I am learning Notepad++ to write Ionic apps and pages. Notepad++ has the ability to select a language for code completion and syntax highlighting, but Ionic is not an installed “language”. At least, I don’t see it under Language > I. How can I get Notepad++ to help me write Ionic code? (When I say, “Ionic code”, I mean tags like <ion-app>, <ion-page>, <ion-content>, etc. with their accompanying attributes.)
Second, how do I get Visual Studio 2019 to do the same thing?
What editors do you prefer to use to write Ionic apps and why do you like them so much?
WebStorm, because I’ve been using JetBrains IDEs in Java, JavaScript, TypeScript, Go, Python, and C for over a decade. I believe there’s a 30-day trial version; you can see what you think if you like.
VScode - has a truckload of extensions for support on whatever you may need, including code snippets.
And is free.
ps. Ionic is strictly not a language but a library for which you likely need a snippet library. The language support is Javascript and/or Typescript, And then React, Angular or whatever you are using
I read about VS Code and have seen some YouTube videos about it.
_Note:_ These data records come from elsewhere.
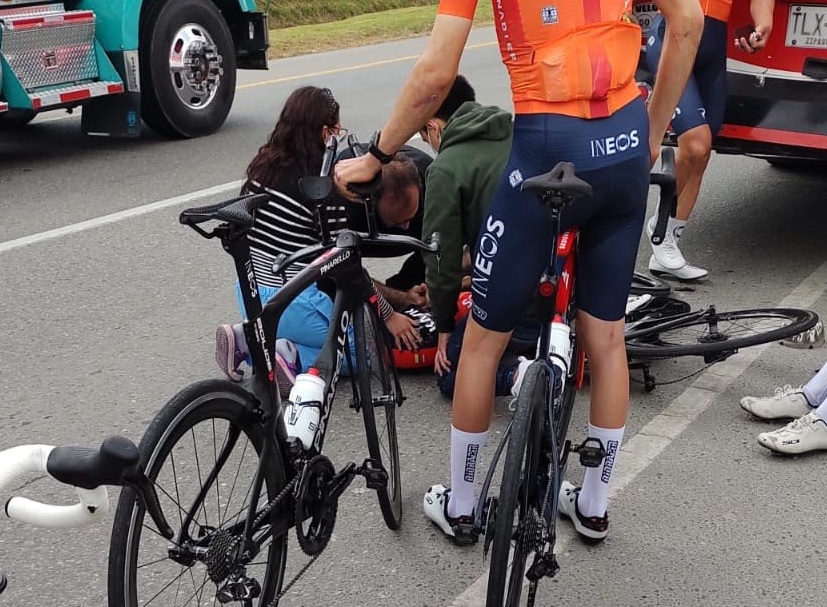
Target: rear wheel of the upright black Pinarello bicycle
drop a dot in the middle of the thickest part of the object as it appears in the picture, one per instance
(204, 407)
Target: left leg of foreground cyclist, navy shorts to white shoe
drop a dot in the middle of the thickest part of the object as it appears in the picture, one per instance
(505, 274)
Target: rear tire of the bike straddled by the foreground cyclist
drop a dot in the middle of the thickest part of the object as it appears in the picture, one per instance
(521, 492)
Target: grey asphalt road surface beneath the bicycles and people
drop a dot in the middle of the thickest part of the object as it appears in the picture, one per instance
(109, 308)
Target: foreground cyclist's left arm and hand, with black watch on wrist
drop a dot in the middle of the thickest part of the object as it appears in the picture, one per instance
(423, 92)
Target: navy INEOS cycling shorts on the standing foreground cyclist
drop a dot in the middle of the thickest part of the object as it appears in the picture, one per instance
(515, 239)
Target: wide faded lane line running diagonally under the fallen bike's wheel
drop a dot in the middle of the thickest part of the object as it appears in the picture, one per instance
(644, 447)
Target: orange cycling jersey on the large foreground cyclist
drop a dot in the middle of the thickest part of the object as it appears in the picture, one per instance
(576, 58)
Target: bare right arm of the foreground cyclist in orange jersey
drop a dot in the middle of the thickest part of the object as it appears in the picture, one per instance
(685, 21)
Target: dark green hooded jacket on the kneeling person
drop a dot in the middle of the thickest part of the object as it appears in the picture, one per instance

I have the full-blown, paid-for Visual Studio 2019 and my hope was that, if VS Code can do it, Visual Studio Professional should, too. I just don’t know how to configure VS to show drop-down hints when I type <ion- and then suggest values for attributes. Any tips?
From the IDE’s POV, Ionic is a bunch of components like any other bunch of components. I use Angular, so can’t directly speak to React or Vue (although both are also supported). If IonicModule is live in the environment you’re working in (what “live” means depends on how you structure your projects WRT modules - for me, all it means is “IonicModule is imported in the app module”), then code completion should do what you want when you type <ion-whatever. Naturally, the same is also true of any components you define - their input and output properties will be available for completion and popup documentation.
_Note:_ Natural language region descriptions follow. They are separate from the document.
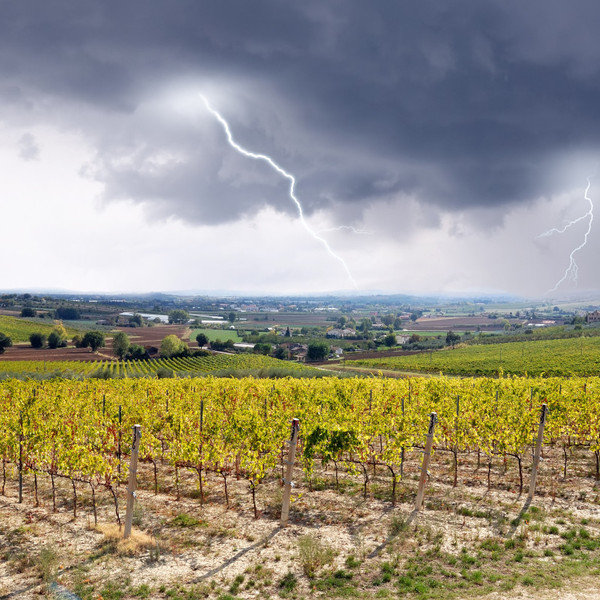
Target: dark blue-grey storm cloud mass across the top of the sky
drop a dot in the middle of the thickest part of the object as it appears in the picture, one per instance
(459, 104)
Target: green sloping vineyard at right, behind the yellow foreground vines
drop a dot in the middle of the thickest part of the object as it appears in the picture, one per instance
(564, 357)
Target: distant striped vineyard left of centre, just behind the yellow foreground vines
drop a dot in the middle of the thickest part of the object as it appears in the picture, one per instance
(183, 366)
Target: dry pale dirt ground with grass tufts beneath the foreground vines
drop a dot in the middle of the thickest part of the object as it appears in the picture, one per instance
(467, 541)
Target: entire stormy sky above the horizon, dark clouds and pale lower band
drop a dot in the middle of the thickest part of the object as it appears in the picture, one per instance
(431, 144)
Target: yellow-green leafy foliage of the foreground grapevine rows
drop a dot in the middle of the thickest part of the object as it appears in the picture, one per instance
(75, 429)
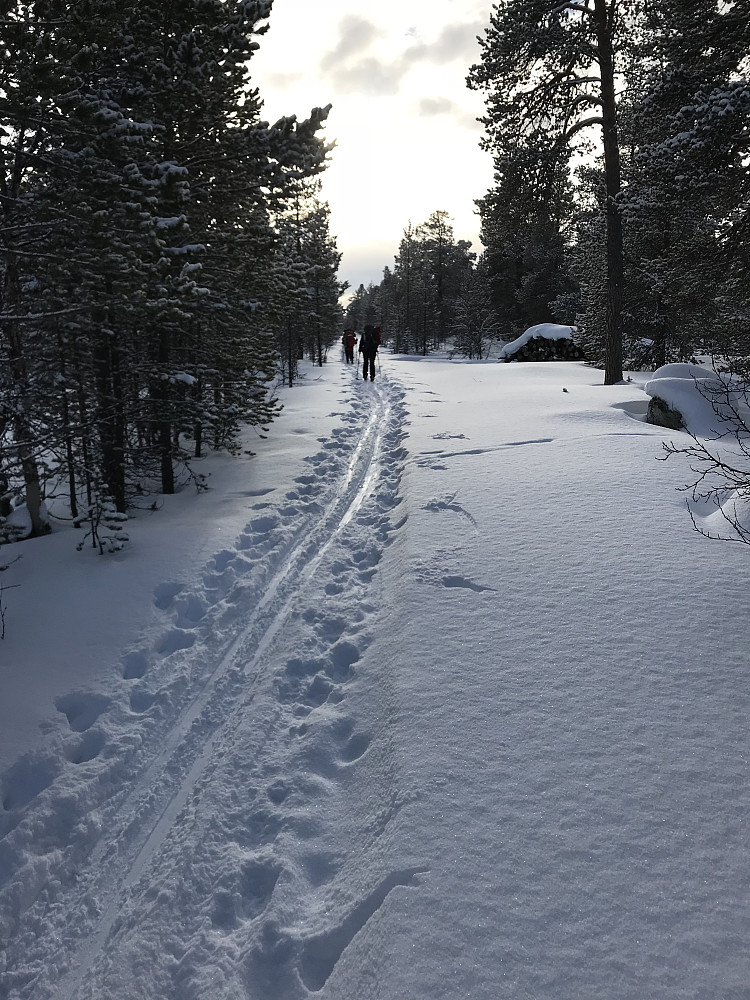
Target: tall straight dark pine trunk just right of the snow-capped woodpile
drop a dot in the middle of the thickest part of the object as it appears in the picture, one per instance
(615, 268)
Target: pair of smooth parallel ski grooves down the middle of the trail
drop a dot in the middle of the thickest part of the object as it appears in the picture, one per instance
(127, 854)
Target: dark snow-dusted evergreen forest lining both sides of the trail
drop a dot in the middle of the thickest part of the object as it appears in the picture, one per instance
(166, 256)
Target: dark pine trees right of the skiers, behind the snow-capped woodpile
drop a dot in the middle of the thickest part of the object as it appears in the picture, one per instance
(620, 137)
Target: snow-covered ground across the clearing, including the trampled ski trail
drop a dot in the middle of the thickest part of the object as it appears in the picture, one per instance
(439, 696)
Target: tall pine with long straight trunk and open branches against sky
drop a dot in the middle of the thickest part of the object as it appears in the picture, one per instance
(548, 71)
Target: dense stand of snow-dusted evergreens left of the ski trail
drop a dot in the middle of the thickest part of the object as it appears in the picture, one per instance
(162, 248)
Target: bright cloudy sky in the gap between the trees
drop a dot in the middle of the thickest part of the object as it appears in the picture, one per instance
(402, 117)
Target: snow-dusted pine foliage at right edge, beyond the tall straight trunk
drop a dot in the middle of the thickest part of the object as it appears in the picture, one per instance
(686, 200)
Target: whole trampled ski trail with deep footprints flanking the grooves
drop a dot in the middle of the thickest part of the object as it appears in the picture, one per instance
(248, 683)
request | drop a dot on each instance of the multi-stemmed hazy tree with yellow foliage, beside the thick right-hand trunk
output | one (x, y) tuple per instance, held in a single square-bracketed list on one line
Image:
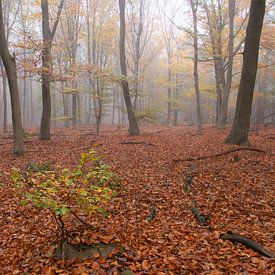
[(223, 32)]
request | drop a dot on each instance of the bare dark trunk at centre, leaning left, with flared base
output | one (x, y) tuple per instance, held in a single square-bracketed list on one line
[(133, 127)]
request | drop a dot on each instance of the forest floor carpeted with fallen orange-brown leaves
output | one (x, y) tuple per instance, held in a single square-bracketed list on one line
[(236, 190)]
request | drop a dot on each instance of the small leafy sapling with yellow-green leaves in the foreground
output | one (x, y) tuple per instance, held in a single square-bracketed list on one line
[(67, 191)]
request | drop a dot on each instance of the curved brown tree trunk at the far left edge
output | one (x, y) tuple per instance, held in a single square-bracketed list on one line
[(10, 68)]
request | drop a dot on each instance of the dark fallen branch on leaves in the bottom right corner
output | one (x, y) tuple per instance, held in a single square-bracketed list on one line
[(236, 238)]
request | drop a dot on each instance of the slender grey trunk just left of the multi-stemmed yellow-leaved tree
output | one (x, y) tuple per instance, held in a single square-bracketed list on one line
[(194, 6)]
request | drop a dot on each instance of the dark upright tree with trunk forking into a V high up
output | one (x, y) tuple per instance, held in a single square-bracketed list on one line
[(48, 35)]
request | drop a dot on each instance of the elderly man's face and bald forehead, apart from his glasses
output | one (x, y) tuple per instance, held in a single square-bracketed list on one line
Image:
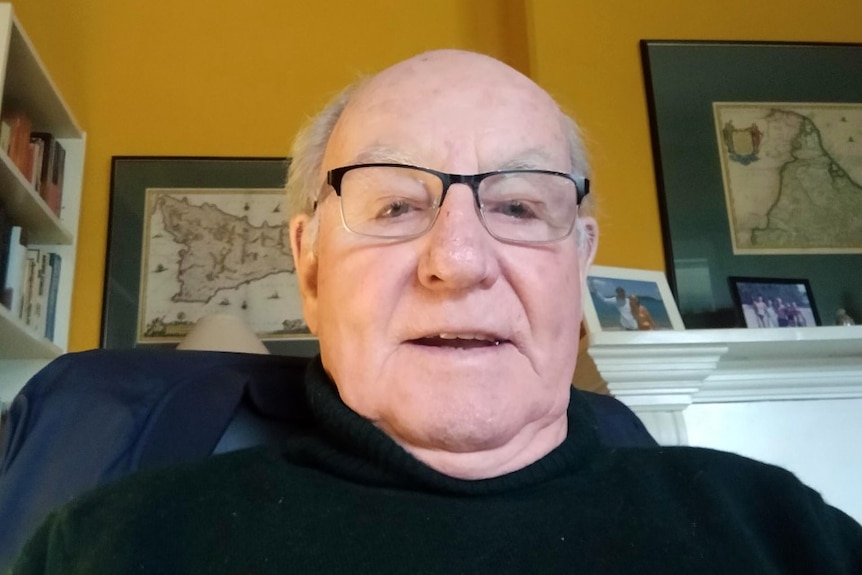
[(454, 341)]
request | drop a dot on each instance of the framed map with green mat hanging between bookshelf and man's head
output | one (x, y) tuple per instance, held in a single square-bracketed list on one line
[(190, 237)]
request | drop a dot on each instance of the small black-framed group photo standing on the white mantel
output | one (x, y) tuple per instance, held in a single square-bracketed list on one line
[(770, 302)]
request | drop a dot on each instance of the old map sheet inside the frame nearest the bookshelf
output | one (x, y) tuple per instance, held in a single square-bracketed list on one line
[(223, 251)]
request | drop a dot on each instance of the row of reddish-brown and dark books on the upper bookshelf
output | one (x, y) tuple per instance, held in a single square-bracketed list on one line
[(38, 155)]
That makes sense. It’s probably like using an editor that knows xml structure, but then you tell it that the kind of xml you’re writing is xslt and it suggests appropriate tags and attributes and does the syntax highlighting.
Thank you for this suggestion. In Visual Studio, I have the following three lines of code within my <head> tag, which I copied and pasted from the Ionic web site:
Yet, Visual Studio does not suggest anything to me when I write <ion-. Shouldn’t the loading of the module tell VS to help me with Ionic code completion since I’ve loaded the module in the header?